С 1980-х, а в особенности в 1990-е в центре внимания оказался «конструктивистский» поворот в понимании наций и национализмов. Формулируя предельно обще, можно сказать, что «конструктивизм» в лице таких исследователей, как Эрнст Геллнер или Эрик Хобсбаум, исходил из тезиса о «модерной» природе наций – последние есть феномен современности, и говорить о нациях применительно к предшествующим эпохам в том же смысле, в каком мы говорим о европейских нациях XIX в., принципиально ошибочно. В логике Геллнера процессы нациестроительства непосредственно связаны с наступлением индустриального производства – когда, радикально упрощая, на смену крестьянам приходят рабочие.
Индустрия – это стандартизация, в том числе и стандартизация рабочей силы – рабочие должны быть способны выполнять идентичные задания идентичным образом, должны быть включены в массовый, т. е. в числе прочего стандартизированный (что и позволяет его массовизировать) рабочий процесс, понимать инструкции и приказы, которые к ним обращены, взаимодействовать друг с другом в рамках трудовых функций. Это означает, что рабочие должны получить минимальное опять же стандартизированное образование – научиться читать и писать, иметь общий язык с другими рабочими и с начальниками, т. е. говорить не на своих местных диалектах, а на одном языке с другими. Согласно классическому объяснению Геллнера, модерное общество в отличие от предшествующего предполагает не (только) вертикальную, но и горизонтальную связь – т. е. интенсивность горизонтальных взаимодействий и их территориальный охват принципиально увеличились.
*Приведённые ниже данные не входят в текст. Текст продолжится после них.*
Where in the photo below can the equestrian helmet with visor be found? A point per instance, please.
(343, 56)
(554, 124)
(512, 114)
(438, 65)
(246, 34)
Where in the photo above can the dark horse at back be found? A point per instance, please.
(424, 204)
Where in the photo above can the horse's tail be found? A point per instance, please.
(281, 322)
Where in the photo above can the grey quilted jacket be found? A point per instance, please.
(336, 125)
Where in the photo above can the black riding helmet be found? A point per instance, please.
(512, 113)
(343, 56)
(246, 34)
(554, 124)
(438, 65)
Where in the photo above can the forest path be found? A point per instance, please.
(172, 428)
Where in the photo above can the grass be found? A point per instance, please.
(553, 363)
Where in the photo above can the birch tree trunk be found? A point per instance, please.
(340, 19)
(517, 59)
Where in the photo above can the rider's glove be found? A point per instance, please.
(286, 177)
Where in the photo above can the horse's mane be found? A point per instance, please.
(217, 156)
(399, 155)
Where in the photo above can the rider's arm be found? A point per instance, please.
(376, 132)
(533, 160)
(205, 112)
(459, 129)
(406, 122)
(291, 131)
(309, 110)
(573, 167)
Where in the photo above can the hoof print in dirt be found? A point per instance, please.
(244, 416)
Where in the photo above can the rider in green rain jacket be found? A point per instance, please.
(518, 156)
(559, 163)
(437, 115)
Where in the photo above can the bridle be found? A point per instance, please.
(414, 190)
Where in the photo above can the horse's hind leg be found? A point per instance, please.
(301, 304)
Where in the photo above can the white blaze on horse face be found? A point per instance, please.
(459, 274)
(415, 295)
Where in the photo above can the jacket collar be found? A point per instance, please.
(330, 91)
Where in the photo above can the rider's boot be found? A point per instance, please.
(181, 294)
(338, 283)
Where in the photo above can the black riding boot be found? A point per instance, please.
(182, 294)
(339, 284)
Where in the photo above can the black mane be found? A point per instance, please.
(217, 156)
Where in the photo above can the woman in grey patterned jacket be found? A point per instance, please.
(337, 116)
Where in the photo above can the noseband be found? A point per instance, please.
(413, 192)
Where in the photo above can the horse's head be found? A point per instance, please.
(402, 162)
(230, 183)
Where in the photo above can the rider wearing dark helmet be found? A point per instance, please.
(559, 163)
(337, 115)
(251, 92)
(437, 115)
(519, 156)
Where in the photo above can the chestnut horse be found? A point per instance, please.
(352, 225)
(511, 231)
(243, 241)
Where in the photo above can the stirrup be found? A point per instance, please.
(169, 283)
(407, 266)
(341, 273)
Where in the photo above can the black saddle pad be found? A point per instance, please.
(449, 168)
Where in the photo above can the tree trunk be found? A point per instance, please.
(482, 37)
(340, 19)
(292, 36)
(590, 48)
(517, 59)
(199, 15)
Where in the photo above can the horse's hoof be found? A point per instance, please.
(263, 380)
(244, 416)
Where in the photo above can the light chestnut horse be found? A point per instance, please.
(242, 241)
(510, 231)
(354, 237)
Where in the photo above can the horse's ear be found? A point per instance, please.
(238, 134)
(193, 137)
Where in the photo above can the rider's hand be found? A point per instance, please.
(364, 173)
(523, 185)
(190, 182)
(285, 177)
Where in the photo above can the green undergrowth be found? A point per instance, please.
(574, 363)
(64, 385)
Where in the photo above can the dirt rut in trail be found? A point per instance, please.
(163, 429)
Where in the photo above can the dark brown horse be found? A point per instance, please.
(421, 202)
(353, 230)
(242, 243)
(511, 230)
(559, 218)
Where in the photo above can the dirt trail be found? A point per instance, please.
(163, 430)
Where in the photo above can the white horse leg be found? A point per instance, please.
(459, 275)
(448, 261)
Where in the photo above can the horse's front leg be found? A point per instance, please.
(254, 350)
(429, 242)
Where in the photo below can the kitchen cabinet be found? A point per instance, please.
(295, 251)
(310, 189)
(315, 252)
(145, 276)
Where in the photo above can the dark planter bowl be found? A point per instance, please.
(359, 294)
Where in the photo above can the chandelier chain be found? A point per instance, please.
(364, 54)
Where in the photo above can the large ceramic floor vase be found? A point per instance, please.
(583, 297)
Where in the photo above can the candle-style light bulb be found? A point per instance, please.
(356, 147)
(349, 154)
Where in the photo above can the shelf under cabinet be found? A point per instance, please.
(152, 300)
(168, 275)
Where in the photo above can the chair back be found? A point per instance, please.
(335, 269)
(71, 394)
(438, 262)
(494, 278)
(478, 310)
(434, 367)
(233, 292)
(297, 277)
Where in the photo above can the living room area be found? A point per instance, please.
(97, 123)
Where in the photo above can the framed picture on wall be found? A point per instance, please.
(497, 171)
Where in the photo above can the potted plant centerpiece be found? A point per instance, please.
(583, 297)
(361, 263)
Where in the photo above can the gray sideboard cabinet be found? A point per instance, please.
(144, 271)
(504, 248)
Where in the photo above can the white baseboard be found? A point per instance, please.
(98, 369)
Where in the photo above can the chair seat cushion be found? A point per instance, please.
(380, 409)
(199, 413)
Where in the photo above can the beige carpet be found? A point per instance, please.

Это не означает, что в домодерном обществе не было, например, контактов на больших расстояниях – но эти контакты не были массовыми. Так, например, можно сказать, что в Высокое Средневековье интеллектуальные обмены между членами университетских корпораций географически были интенсивнее, чем к концу XIX в. – если к концу этого столетия каждая из больших европейских стран обзавелась собственной университетской системой, в первую очередь поддерживающей контакты внутри себя и имеющей довольно ограниченные внешние контакты, то в XV в. верно будет говорить об общеевропейской университетской системе. В особенности это заметно на уровне студентов, которые для XIV–XV вв. будут выходцами из самых разных стран, зачастую получающих образование в различных, весьма удаленных друг от друга университетах – русский, немецкий или французский студент 1880-х за редкими исключениями учится в своей собственной стране. И этому способствует не только то, что теперь образование, как правило, ведется на «национальном языке», в отличие от латыни, бывшей базовым языком университетского преподавания в Европе еще в XVIII столетии, – стандартной является практика создания все новых и новых препятствий к признанию дипломов и степеней, полученных в других странах: это общий процесс постановки образования под государственный контроль. Возвращаясь к обсуждаемому вопросу – на приведенном примере можно видеть, что речь применительно к модерну идет именно о массовизации обменов: домодерные общества могли обладать вполне космополитичными элитами – и каждая империя предоставит этому яркий пример, – однако подавляющая часть жителей вела вполне отграниченное от других, таких же, как они, групп существование. Контакты с центром и контакты с другими группами носили ограниченный характер – и потому, например, местные диалекты могли существовать и стабильно воспроизводиться, возникать и развиваться разнообразные местные культурные практики, локальные культы и т. п. – взаимодействие строилось в первую очередь «вертикально», поскольку в условиях слабо развитого товарного производства нет стимулов для развития горизонтальных обменов. Империи могли объединять десятки миллионов подданных, но повседневная жизнь большей части этих рядовых подданных мало менялась от этих перемен, равно как от того, какой короне в данный момент принадлежала данная провинция.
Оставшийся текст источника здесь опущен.